En 1993, après l’obtention de son diplôme d’État en Jazz et en Contemporain, lénablou axe davantage son travail sur la création pour définir son écriture chorégraphique.

 

Toujours en quête de perfectionnement et d’excellence, elle obtient en 2003 le Certificat D’aptitude à enseigner en danse contemporaine où elle défend sa vision pédagogique et chorégraphique basée sur la philosophie du Gwo-ka.

 

 

Son travail fait écho chez de nombreux artistes dont Maurice Béjart qui l’invitera à animer un master-class au Ballet Rudra

Béjart de Lausanne (2003) ainsi que Jean-Claude Gallotta au Centre Chorégraphique National de Grenoble (2002).

 

 

En juin 2006, elle est invitée par le Festival Art à diriger un Workshop à Bogota (Colombie), puis en janvier elle réalise une conférence autour de ses travaux de recherches à la maison du patrimoine à Basse-Terre.

 

À l’initiative de la ville du Moule (Guadeloupe) est mis en place en 2007, le projet « Transhumance de la Techni’ka ». Un projet transversal de formation et de diffusion de la Techni’ka avec des stages, des conférences et la représentation de la création « Grenn Sèl ». Elle continue en juillet 2007, la transmission de son savoir à l’occasion d’une série de stages aux Hivernales d’Avignon qui conduira la compagnie à être programmée à nouveau pour le festival « Quand les régions s’en mêlent… ».

 

En juillet 2008, Lénablou propose un master-class de danse Techni’ka au Festival International de Danse à Toulouse, à l’initiative du danseur et chorégraphe James Carlès.
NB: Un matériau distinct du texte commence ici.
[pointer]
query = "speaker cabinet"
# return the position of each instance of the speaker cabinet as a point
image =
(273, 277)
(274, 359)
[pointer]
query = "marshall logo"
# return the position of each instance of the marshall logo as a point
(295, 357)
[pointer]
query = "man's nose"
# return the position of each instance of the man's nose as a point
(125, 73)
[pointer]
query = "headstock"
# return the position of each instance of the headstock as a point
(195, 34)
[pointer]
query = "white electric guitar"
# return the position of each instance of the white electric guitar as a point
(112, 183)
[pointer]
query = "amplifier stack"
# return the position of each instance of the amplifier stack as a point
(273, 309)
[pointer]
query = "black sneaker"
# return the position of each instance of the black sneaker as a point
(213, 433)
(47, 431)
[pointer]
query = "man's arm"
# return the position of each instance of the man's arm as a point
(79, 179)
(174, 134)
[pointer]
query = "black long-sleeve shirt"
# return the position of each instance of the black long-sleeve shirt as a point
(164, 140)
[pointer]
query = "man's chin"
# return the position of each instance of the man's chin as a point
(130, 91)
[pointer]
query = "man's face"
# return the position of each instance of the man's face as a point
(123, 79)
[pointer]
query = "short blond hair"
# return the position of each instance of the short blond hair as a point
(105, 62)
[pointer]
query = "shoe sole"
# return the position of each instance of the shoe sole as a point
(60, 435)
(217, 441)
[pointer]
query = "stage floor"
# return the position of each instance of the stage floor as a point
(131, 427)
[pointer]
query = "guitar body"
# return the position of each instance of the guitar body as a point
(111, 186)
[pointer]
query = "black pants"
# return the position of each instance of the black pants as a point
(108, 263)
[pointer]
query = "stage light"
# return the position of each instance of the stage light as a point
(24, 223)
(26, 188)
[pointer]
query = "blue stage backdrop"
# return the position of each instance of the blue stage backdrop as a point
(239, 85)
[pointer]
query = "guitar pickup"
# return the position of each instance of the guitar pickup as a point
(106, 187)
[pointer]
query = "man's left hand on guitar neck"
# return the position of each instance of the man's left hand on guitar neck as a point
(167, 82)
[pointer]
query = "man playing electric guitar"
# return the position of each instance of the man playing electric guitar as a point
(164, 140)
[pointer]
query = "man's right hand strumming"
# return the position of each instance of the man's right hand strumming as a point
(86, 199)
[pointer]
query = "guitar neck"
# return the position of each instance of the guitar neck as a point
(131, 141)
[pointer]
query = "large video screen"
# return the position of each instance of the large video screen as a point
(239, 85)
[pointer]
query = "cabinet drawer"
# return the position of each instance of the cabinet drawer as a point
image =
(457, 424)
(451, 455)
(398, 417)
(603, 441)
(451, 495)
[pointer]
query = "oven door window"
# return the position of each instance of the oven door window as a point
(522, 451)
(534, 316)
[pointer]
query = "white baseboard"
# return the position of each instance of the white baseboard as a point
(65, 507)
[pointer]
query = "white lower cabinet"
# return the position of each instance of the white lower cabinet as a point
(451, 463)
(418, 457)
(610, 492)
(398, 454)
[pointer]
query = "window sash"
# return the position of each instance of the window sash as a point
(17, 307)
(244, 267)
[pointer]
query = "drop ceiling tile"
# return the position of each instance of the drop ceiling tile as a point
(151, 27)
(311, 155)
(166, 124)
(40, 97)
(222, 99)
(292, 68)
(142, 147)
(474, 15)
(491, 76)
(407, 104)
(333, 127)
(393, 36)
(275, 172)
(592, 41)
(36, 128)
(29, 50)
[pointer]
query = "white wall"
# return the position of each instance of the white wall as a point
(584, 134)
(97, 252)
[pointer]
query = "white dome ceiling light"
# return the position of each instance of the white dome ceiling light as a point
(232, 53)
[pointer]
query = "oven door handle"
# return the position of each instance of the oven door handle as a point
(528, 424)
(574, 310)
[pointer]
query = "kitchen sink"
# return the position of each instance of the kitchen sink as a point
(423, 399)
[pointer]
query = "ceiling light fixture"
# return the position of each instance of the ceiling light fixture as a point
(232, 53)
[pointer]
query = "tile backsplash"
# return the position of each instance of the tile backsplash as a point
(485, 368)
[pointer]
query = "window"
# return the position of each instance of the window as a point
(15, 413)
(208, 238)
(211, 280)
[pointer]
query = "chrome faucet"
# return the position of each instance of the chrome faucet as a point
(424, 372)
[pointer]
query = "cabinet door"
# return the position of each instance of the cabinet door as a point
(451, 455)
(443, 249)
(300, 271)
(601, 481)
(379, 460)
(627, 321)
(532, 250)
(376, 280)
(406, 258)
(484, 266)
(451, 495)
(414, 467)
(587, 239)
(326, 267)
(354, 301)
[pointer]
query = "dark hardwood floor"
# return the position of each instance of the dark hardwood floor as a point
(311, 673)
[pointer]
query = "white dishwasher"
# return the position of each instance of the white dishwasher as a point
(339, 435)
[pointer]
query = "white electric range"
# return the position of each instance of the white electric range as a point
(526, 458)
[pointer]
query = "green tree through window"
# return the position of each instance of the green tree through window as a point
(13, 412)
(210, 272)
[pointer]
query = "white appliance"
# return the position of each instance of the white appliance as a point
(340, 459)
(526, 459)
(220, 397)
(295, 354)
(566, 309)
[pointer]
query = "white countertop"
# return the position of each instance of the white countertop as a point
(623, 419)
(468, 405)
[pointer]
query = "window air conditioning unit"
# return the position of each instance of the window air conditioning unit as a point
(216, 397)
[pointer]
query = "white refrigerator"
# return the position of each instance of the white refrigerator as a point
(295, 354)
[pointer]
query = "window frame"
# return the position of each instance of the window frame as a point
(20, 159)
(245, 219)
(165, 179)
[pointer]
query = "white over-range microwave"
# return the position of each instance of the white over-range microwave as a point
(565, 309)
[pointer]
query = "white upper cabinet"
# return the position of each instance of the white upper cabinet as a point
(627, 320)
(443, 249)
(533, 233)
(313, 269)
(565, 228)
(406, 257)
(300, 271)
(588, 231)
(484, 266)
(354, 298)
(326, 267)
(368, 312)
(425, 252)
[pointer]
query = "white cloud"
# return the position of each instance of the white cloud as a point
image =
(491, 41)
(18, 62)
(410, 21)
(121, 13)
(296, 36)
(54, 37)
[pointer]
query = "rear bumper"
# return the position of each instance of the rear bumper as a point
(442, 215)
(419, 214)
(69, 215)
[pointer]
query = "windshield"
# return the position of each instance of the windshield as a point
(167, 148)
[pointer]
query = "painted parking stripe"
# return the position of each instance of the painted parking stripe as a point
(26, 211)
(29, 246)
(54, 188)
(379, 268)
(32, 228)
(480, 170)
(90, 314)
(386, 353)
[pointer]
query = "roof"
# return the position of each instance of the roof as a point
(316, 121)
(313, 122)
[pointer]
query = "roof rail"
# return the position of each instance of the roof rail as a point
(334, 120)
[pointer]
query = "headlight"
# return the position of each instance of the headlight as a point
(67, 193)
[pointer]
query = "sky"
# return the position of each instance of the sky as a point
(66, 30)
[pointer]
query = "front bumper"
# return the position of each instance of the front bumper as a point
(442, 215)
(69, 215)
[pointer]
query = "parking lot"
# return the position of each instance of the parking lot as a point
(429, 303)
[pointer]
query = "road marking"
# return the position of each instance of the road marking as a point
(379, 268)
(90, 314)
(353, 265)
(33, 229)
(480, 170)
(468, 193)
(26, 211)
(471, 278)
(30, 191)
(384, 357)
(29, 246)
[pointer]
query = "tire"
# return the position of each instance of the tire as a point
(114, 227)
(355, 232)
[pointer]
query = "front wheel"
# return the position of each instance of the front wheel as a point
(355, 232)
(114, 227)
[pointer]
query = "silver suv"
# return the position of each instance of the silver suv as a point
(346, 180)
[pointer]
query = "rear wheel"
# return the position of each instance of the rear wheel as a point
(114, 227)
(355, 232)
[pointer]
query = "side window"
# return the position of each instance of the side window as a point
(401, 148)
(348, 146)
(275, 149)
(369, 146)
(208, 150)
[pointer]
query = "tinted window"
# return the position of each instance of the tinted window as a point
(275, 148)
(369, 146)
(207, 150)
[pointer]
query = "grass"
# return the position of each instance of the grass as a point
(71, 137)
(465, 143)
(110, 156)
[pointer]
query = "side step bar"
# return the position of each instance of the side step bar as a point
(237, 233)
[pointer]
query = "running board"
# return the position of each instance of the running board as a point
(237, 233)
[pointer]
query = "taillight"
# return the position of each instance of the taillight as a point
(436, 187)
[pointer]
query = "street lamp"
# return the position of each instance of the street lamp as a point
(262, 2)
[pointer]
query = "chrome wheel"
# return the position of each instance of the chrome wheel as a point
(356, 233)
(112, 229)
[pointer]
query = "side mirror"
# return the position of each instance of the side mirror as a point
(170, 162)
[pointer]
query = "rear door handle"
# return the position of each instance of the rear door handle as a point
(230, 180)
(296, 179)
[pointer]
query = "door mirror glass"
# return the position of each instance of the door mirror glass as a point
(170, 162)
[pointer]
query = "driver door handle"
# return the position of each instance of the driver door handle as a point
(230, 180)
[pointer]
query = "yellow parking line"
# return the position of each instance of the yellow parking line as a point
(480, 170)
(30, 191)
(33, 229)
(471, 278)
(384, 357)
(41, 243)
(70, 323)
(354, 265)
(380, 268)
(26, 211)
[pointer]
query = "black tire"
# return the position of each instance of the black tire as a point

En octobre, elle apporte son aide à l’organisation des rencontres chorégraphiques « Sonis Danse sa Partition » organisées par le Centre Culturel Sonis de la ville des Abymes.

 

En juillet 2009, elle est invitée par Ariry Andriamoratsiresy à Madagascar au festival Labdihy; en septembre elle participe au festival EDANCO de Edmundo Poy (République Dominicaine) et en octobre au festival Danse et Continent(s) Noir(s) de James Carlès.

 

En mars 2010, la techni'ka continue de s'exporter...Le National Cultural Foundation Barbados invite Lénablou à animer un workshop et à encadrer de jeunes chorégraphes. Toujours en mars, elle dispense un master-class aux élèves du Ballet Junior du Conservatoire de Paris - CNSMDP. En juillet, c'est le stage international "Tambours et Danse" qui l'accueille à Montréal (Canada).

 

En 2010, la pédagogue Lénablou se lance un nouveau défi en créant le Centre de Formation en Techni’ka (CFTK). Il s’agit de proposer pour la première fois dans la Caraïbe francophone un cursus de formation professionnelle du danseur en ayant comme techniques de base la Techni’ka et les Techniques Karibéennes.

 

Outre les nombreux master-classes de Techni’ka dispensés par Lénablou tant en Guadeloupe qu'à l’étranger, la pédagogue nourrit les appétits culturels de ses élèves en invitant chaque année des artistes chorégraphiques internationaux tels que Armando Caballero Martèn (Cuba), Pascal Couillaud, Jean-Jacques Vidal, Jean-Guy Saintus (Haïti), Dayron Napolès (Cuba), Julie Adami (Guyane), James Carlès, Alan Danielson (États-Unis) directeur de l’Institut José Limòn de New-York, Andreew Greenwood (Hollande), maître de ballet et chorégraphe en danse classique…et plus récemment Lode Devos, directeur du Ballet de Chemnitz en Allemagne et Kurt Douglas de l'Institut Limòn de New-York.